The study, carried out by researchers at Tsinghua University in Beijing and Drexel University in Philidelphia, represents the first time ESCs have been 3D printed into a 3D cell-laden hydrogel construct, producing uniform, pluripotent (able to generate almost any cell in the body), high-throughput and size-controllable embryoid bodies, with a 90% survival rate. They used extrusion-based 3D printing to produce a grid-like 3D structure to grow embryoid body that demonstrated cell viability and rapid self-renewal for seven days while maintaining high pluripotentcy.

“Two other common methods of printing these cells are either two-dimensional (in a petri dish) or via the suspension method (where a ‘stalagmite’ of cells is built up by material being dropped via gravity),” continues Wei Sun. “However, these don’t show the same cell uniformity and homogenous proliferation. “I think that we’ve produced a 3D microenvironment which is much more like that found in vivo for growing embryoid body, which explains the higher levels of cell proliferation.” The researchers hope that this technique can be developed to produce embryoid body at a high throughput, providing the basic building blocks for other researchers to perform experiments on tissue regeneration and/or for drug screening studies.

“Our next step is to find out more about how we can vary the size of the embryoid body by changing the printing and structural parameters, and how varying the embryoid body size leads to manufacture of different cell types,” adds Rui Yao, another author on the paper. “In the longer term, we’d like to produce controlled heterogeneous embryonic bodies,” says Wei Sun. “This would promote different cell types developing next to each other, which would lead the way for growing micro-organs from scratch within the lab.”

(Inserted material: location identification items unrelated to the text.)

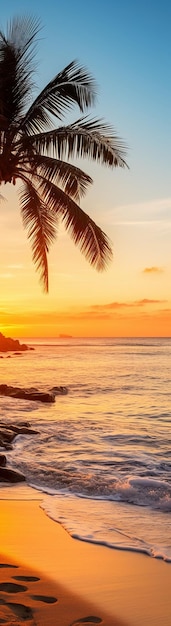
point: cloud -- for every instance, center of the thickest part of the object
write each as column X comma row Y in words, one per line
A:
column 157, row 211
column 123, row 305
column 153, row 270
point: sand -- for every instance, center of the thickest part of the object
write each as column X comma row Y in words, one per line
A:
column 60, row 581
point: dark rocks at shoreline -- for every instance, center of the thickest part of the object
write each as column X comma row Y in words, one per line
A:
column 59, row 391
column 26, row 394
column 12, row 345
column 2, row 460
column 32, row 393
column 8, row 432
column 11, row 476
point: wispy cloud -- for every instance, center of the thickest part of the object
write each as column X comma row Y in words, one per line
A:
column 141, row 213
column 124, row 305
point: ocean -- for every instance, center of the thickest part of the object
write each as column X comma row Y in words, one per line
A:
column 102, row 454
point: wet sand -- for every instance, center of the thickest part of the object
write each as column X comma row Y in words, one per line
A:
column 60, row 581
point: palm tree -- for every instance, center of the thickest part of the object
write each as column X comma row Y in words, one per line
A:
column 33, row 150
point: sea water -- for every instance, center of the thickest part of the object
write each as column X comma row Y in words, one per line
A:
column 102, row 452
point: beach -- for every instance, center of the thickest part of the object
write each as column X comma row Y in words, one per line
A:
column 79, row 583
column 87, row 530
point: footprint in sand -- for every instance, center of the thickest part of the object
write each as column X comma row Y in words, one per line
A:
column 90, row 619
column 29, row 579
column 20, row 610
column 12, row 587
column 46, row 599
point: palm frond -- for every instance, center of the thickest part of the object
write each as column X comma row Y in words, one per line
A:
column 74, row 85
column 16, row 68
column 41, row 226
column 87, row 138
column 91, row 240
column 71, row 178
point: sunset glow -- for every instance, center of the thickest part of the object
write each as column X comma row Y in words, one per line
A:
column 133, row 207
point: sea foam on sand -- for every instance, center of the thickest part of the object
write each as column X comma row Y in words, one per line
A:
column 88, row 581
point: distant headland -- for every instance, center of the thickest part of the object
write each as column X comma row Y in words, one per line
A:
column 12, row 345
column 65, row 336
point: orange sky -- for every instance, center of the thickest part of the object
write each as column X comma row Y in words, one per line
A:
column 132, row 298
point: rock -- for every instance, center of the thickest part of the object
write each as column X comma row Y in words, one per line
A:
column 26, row 394
column 8, row 475
column 11, row 345
column 2, row 460
column 59, row 390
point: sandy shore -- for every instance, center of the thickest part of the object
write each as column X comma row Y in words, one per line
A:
column 60, row 581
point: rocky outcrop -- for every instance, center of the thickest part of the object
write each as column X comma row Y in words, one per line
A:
column 26, row 394
column 32, row 393
column 8, row 432
column 10, row 476
column 12, row 345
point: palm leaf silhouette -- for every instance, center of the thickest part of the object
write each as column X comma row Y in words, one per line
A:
column 39, row 154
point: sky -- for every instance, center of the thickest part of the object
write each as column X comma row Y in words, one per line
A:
column 127, row 48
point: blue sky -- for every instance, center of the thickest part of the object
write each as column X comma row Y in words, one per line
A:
column 127, row 47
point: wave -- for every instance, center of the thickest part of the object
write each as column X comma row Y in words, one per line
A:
column 101, row 523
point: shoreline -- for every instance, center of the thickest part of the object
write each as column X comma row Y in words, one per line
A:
column 122, row 588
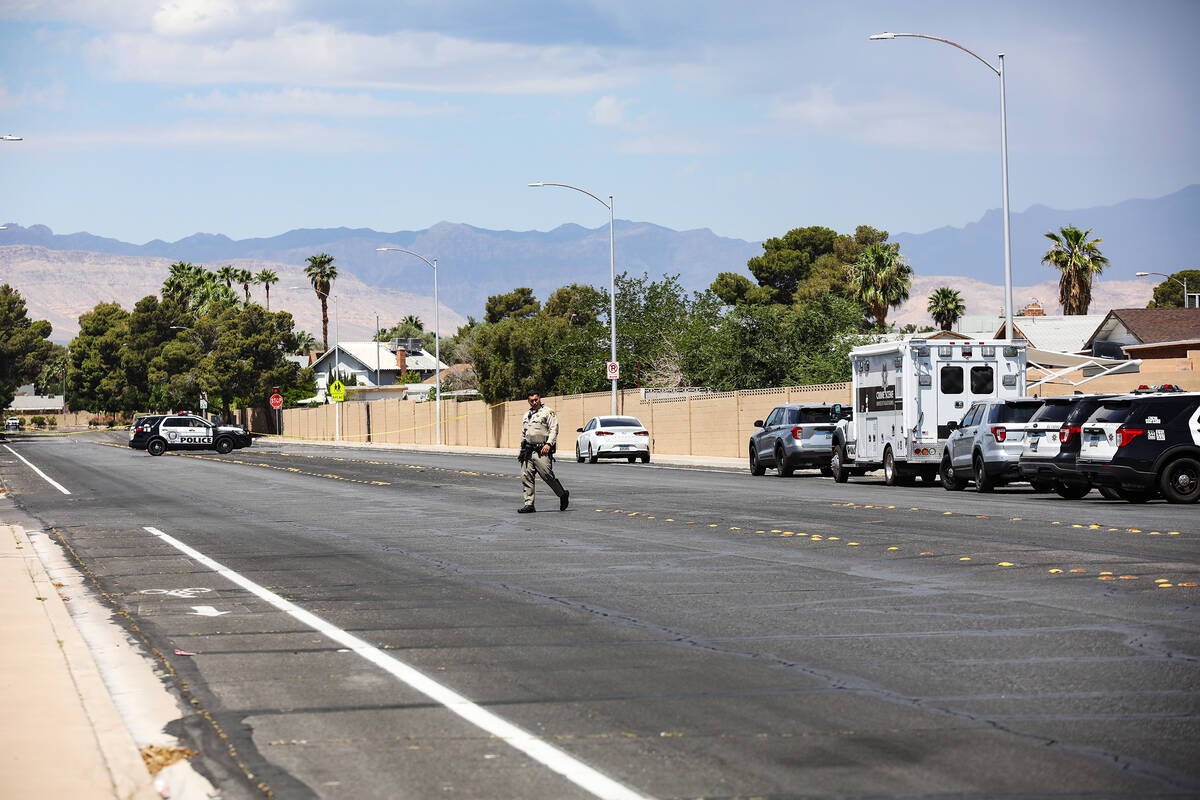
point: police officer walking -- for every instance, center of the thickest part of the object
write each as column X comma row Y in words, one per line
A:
column 539, row 438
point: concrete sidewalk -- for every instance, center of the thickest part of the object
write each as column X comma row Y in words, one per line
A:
column 60, row 732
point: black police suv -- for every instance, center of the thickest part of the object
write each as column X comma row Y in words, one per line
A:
column 1144, row 445
column 157, row 434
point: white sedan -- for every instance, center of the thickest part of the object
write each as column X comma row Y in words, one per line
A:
column 613, row 437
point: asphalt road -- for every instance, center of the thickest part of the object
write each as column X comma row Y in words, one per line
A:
column 389, row 627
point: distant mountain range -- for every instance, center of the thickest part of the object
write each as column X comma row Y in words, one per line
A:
column 473, row 263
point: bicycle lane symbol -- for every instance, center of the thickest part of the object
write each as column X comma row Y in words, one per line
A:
column 192, row 591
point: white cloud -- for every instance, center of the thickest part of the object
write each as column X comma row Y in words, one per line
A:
column 307, row 102
column 607, row 110
column 900, row 122
column 660, row 144
column 321, row 55
column 197, row 18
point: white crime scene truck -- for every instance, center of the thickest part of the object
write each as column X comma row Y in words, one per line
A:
column 907, row 394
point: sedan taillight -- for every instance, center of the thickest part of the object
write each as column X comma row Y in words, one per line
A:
column 1129, row 434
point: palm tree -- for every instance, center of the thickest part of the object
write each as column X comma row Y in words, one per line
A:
column 267, row 277
column 244, row 278
column 1078, row 258
column 880, row 280
column 322, row 274
column 228, row 274
column 946, row 307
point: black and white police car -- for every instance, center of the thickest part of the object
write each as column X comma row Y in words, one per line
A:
column 157, row 434
column 1144, row 446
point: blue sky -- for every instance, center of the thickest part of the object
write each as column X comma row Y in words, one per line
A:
column 148, row 119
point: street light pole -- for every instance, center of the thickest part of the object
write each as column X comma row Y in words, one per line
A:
column 437, row 336
column 1183, row 282
column 1003, row 162
column 612, row 276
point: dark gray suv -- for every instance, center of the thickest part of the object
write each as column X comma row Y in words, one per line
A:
column 793, row 435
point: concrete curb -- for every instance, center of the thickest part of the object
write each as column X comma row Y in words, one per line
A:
column 77, row 704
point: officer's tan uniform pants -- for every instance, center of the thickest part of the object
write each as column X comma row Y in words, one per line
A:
column 545, row 467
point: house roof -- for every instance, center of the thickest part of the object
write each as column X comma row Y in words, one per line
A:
column 1060, row 332
column 1149, row 325
column 367, row 353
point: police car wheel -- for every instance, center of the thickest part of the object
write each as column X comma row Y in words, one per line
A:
column 983, row 482
column 781, row 465
column 1180, row 481
column 838, row 464
column 949, row 482
column 891, row 475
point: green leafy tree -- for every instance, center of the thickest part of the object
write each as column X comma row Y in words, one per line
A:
column 322, row 274
column 789, row 259
column 756, row 347
column 24, row 344
column 267, row 278
column 519, row 304
column 96, row 376
column 1169, row 294
column 1078, row 258
column 880, row 280
column 946, row 307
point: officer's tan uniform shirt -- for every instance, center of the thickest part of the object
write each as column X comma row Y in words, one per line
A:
column 540, row 427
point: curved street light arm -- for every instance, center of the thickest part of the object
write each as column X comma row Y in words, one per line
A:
column 939, row 38
column 540, row 184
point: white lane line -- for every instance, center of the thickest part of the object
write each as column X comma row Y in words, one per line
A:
column 48, row 479
column 570, row 768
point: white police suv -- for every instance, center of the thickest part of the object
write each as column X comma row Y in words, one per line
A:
column 157, row 434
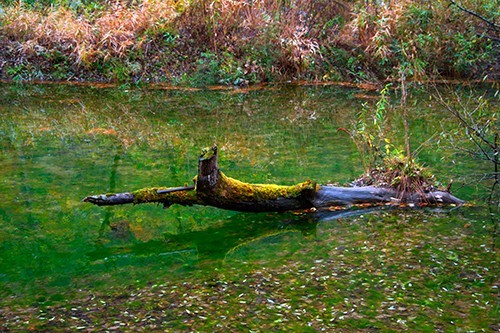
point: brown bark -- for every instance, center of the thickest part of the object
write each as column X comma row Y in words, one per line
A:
column 214, row 188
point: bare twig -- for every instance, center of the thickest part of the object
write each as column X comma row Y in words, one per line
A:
column 490, row 23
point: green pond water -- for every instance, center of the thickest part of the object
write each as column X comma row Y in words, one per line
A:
column 60, row 143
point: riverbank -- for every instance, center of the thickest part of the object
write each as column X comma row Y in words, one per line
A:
column 239, row 43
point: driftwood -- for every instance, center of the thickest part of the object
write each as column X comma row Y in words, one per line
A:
column 212, row 187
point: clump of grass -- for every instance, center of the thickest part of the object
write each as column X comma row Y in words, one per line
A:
column 249, row 41
column 402, row 175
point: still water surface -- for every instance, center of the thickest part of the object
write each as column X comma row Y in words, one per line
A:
column 61, row 143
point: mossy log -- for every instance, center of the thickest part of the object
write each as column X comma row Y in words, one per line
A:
column 214, row 188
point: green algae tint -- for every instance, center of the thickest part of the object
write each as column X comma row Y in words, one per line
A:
column 204, row 269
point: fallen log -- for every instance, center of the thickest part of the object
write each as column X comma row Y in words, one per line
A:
column 213, row 188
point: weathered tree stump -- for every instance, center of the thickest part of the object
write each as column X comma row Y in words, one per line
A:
column 213, row 188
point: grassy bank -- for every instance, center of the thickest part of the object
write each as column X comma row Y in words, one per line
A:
column 197, row 42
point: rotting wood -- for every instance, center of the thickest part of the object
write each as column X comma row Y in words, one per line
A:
column 213, row 188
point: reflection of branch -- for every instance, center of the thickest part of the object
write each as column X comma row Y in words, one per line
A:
column 492, row 24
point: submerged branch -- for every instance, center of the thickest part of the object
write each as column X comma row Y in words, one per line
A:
column 214, row 188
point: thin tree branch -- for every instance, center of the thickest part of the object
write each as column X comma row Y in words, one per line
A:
column 492, row 24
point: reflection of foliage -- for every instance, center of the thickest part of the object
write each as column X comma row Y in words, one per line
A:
column 477, row 133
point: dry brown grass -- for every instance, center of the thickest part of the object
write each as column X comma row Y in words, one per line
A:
column 111, row 34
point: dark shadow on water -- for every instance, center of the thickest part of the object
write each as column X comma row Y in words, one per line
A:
column 214, row 242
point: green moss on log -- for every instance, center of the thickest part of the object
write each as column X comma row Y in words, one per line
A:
column 230, row 188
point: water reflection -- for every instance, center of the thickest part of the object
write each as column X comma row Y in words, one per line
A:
column 62, row 143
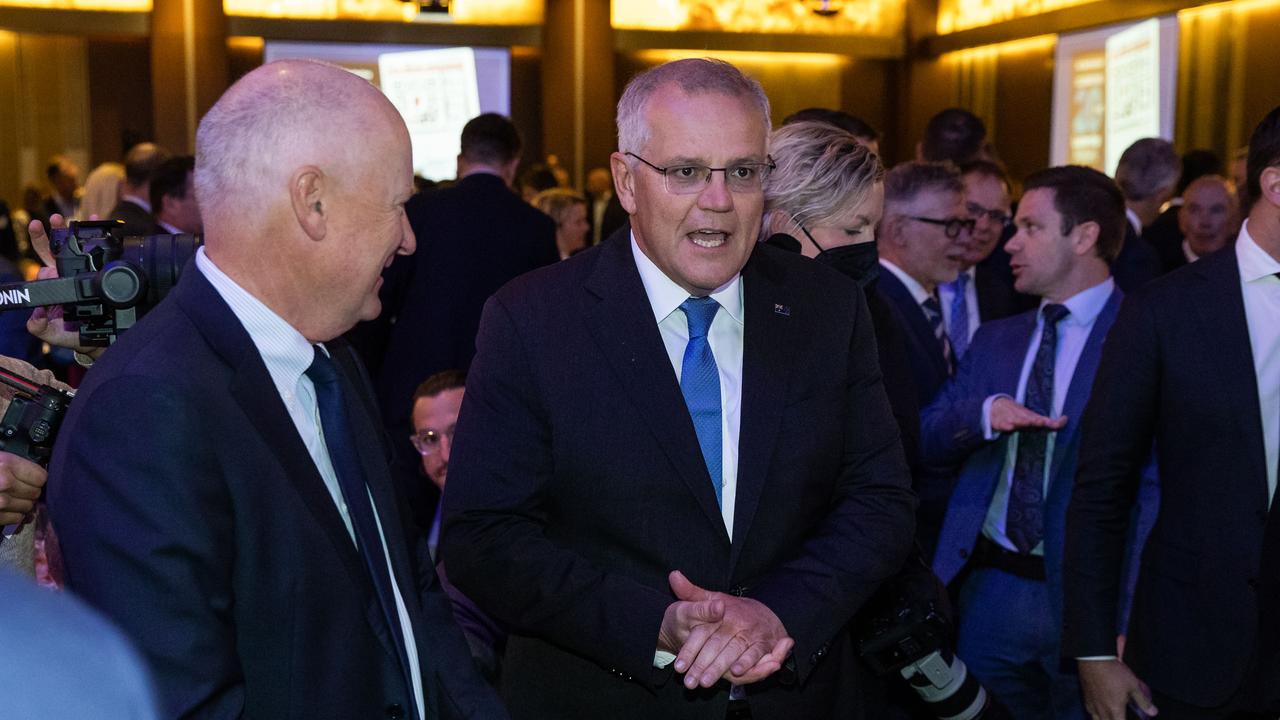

In the paper, the researchers explain that because of their capacity for self-renewal and differentiation into nearly all cell types, ESCs hold great promise as an in vitro model system for studies in early embryonic development, and are also an important source for applications in diagnostics, therapeutics, and drug screening. However, previous methods for printing these cells, either via 2D creation in a petri-dish, or via a ‘suspension’ method, resulted in non-uniform ESCs. They found that reconstructing a 3D cell micro-environment, much like that found in vivo, would be critical to directing stem cell fate and generating uniform cell sources with high levels of proliferation for tissue engineering and other biomedical applications

Luckily, recent advances in bioprinting technologies allowed them to control the precise deposition of ESCs in a reproducible manner. They used a temperature-sensitive extrusion-based 3D bioprinter, previously developed in their lab for bioprinting hepatocytes and other complex cells, to produce a grid-like 3D structure that could grow embryoid bodies. These bodies could successfully self-renew for seven days while maintaining high pluripotency. Furthermore, about 90% of the bioprinted ESCs remained alive. The researchers believe that their 3D bioprinting technique could be used to develop embryoid bodies at a high throughput. They could then be used to by researchers to perform experiments on tissue regeneration and for drug screening studies.

“Our next step is to find out more about how we can vary the size of the embryoid body by changing the printing and structural parameters, and how varying the embryoid body size leads to ‘manufacture’ of different cell types” said Rui Yao, another author on the paper. “In the longer term, we’d like to produce controlled heterogeneous embryonic bodies” said Wei Sun. “This would promote different cell types developing next to each other – which would lead the way for growing micro-organs from scratch within the lab.”